How does this new technology impact data center design and /or maintenance?
Griffin: With embedded communications and metering capabilities, intelligent circuit breakers are already making an impact on data centers by significantly reducing maintenance costs. Now, they can measure a variety of parameters in real time and over time to provide a better indication of when a breaker requires attention before a problem occurs to avert downtime. More importantly, maintenance personnel are able to proactively target their efforts towards circuit breakers that require service or replacement, rather than taking the time and effort required to inspect all the circuit breakers in a facility or system, yielding dramatic reductions in maintenance time and costs.
Further, many critical power customers, including data centers, are required to conduct annual equipment maintenance. Intelligent breakers with health monitoring allow you to shift from a reactive to predictive maintenance. For data center operators, this reduces the need to power-off equipment. Less manual equipment manipulation reduces operating expenses and downtime and avoids unnecessary safety risks involved with the interaction with electrical equipment.
Can this technolgy save on energy costs?
Griffin: With the level of connectivity found in today’s data centers, every piece of equipment that generates data can drive new levels of energy efficiency and reliability.
For example, the built-in communications found in intelligent circuit breakers allows you to accurately measure energy consumption without additional meters or equipment, delivering critical data about power distribution system and energy. These parameters can be remotely accessed to analyze user-defined energy consumption metrics, such as consumption patterns, peak demand costs, peak power usage times, and overall energy costs, segmented by each piece of equipment. This accurate, actionable data can be used to make more intelligent operating decisions that directly impact the bottom line.

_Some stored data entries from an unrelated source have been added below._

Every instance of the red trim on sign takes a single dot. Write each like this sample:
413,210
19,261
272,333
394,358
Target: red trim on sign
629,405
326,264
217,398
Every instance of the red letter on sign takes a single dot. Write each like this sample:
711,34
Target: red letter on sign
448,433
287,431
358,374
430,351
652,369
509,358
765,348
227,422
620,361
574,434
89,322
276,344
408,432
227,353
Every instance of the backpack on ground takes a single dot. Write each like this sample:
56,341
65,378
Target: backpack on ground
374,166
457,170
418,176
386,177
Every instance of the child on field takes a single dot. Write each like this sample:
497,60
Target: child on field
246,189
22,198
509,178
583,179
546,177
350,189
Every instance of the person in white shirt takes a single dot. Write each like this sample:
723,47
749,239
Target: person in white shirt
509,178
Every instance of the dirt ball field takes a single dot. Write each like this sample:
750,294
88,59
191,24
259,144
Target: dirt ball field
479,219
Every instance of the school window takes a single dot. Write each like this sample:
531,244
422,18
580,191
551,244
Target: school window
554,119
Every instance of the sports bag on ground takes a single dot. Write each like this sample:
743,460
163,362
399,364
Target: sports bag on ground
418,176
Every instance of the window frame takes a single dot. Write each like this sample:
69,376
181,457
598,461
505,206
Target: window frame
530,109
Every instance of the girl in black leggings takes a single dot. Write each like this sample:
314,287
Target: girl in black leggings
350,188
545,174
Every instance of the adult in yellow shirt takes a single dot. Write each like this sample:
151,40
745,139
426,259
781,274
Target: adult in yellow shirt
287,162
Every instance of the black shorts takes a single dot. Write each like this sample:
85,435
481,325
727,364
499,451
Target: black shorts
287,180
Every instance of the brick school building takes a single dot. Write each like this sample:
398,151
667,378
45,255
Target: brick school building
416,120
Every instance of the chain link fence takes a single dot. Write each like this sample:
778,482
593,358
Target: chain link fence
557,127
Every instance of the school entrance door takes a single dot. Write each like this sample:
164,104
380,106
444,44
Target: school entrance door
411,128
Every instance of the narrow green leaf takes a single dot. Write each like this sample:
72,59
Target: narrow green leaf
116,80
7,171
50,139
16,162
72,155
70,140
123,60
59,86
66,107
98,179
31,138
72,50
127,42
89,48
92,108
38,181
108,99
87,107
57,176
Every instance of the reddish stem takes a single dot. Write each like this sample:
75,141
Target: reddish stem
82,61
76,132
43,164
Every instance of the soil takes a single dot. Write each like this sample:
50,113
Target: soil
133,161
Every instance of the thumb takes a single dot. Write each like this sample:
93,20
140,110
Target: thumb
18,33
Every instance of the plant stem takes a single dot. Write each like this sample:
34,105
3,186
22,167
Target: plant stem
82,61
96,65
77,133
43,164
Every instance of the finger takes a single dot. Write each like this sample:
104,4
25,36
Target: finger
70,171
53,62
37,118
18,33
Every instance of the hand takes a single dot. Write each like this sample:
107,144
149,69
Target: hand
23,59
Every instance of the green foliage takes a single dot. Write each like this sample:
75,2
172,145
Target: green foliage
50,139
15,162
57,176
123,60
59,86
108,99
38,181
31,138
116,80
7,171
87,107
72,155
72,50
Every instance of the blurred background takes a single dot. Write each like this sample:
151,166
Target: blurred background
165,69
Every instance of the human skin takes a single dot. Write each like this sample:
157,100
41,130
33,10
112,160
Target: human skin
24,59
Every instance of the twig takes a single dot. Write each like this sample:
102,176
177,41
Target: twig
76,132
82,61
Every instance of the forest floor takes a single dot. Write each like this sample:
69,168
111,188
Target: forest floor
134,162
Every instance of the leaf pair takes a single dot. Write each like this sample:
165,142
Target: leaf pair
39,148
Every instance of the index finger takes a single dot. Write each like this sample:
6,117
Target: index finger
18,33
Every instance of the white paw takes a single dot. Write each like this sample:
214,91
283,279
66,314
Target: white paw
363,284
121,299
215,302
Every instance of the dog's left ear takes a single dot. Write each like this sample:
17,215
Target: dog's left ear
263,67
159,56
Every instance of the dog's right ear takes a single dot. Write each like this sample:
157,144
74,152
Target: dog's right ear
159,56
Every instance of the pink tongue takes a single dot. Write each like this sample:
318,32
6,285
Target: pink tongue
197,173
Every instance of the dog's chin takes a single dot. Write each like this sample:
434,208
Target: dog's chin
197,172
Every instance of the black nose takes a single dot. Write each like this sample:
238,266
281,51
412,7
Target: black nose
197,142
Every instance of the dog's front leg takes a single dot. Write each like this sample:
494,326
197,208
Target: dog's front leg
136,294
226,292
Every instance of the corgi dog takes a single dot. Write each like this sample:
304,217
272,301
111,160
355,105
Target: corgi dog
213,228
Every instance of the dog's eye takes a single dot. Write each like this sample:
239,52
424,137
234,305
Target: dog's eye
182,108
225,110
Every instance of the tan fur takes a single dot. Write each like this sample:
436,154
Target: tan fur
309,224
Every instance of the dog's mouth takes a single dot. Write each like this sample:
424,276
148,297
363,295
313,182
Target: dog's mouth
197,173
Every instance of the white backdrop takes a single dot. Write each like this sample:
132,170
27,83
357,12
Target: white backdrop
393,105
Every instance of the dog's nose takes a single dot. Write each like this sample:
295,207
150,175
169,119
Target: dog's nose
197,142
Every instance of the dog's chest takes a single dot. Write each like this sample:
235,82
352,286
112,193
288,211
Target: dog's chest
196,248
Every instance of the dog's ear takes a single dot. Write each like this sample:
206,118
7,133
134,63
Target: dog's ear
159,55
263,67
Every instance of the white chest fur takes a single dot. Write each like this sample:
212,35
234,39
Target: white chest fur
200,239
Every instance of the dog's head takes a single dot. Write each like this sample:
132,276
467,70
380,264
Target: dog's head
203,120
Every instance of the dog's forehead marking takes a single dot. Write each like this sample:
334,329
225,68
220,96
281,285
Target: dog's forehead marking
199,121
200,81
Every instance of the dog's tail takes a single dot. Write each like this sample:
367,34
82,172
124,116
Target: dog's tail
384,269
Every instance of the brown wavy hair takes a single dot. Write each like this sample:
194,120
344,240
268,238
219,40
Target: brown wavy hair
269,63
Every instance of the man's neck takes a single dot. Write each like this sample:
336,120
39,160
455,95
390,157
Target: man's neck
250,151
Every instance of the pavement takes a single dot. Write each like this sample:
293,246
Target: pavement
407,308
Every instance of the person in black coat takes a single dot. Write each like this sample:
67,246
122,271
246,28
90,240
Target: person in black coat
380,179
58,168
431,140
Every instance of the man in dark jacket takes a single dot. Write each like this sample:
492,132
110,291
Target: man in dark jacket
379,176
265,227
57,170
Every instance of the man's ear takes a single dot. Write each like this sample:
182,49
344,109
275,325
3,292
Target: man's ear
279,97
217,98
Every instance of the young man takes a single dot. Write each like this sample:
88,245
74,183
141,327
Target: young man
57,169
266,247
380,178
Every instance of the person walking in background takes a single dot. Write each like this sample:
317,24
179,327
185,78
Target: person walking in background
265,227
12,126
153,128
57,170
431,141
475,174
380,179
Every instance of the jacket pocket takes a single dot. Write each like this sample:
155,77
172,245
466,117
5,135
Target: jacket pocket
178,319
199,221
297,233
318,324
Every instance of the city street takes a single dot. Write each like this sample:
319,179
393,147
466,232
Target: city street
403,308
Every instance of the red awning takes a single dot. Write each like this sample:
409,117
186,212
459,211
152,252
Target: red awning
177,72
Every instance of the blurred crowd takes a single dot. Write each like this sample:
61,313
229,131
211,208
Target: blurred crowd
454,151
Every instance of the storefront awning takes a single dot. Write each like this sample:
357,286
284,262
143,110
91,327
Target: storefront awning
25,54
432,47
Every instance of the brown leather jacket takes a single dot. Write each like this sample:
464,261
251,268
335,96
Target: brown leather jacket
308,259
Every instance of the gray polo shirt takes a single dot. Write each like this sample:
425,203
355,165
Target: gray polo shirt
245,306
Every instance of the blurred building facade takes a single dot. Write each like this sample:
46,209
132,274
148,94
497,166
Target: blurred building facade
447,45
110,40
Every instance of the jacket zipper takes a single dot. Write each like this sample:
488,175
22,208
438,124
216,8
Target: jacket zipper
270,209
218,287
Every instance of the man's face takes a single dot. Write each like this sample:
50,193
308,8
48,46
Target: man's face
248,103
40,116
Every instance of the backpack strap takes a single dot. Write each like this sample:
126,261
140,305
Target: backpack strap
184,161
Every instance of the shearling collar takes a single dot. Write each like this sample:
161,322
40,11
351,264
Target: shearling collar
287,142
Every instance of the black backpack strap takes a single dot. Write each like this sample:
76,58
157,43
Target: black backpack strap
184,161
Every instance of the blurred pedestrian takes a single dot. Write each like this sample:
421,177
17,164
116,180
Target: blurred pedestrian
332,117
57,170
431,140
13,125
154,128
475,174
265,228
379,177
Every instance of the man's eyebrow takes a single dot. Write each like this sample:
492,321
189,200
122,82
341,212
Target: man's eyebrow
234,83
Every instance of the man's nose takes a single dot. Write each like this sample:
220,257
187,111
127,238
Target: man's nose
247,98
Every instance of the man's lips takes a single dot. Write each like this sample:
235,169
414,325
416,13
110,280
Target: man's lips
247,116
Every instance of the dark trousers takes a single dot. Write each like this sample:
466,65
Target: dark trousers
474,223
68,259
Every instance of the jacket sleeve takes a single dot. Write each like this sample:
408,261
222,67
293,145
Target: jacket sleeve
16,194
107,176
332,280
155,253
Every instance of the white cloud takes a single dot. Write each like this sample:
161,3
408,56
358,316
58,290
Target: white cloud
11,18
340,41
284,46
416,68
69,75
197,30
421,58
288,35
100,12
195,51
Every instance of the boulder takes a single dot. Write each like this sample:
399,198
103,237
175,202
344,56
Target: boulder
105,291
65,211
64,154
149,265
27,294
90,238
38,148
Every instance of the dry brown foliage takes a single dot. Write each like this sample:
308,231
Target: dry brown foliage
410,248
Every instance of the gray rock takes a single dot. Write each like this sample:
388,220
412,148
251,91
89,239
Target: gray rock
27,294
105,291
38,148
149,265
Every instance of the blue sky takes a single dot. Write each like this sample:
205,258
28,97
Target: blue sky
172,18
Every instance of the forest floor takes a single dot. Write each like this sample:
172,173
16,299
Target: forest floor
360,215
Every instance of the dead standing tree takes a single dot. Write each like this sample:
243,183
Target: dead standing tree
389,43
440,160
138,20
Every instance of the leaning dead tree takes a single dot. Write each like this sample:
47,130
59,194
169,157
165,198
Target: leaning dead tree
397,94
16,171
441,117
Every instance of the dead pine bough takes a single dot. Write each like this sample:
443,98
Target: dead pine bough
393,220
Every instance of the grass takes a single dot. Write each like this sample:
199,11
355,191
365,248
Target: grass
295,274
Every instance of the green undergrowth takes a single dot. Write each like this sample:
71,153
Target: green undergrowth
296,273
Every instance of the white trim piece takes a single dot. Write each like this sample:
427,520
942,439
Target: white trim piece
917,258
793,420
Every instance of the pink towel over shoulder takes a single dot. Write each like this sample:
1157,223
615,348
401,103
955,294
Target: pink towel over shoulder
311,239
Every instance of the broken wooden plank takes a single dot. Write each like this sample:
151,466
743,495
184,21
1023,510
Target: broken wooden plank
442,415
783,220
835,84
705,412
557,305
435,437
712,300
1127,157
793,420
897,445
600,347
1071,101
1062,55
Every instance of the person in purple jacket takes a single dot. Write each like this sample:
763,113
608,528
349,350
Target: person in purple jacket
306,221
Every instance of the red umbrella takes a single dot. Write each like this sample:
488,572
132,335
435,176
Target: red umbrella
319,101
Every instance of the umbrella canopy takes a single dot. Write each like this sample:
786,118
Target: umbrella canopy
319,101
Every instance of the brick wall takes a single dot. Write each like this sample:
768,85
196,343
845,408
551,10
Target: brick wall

Is there another aspect of smart breakers that you want to address?
Griffin: Data center capacity requirements are steadily increasing. Unfortunately, so are the costs associated with data center building, equipment, and operations. Intelligent circuit breakers can help. These next generation IoT devices support intelligent power management with new data. The standout innovation in intelligent breakers is that they enable high-level visibility and predictive diagnostics. With the IoT devices connected to the cloud, remote analysis of the electrical system can be reviewed, and recommended action can be planned remotely. In other words, they provide a way to identify when and which breaker needs to be replaced before an event occurs — reducing labor and downtime while improving efficiency and scale. Today’s big data demands are a major challenge for data centers, but many facilities can simplify management by optimizing their electrical systems.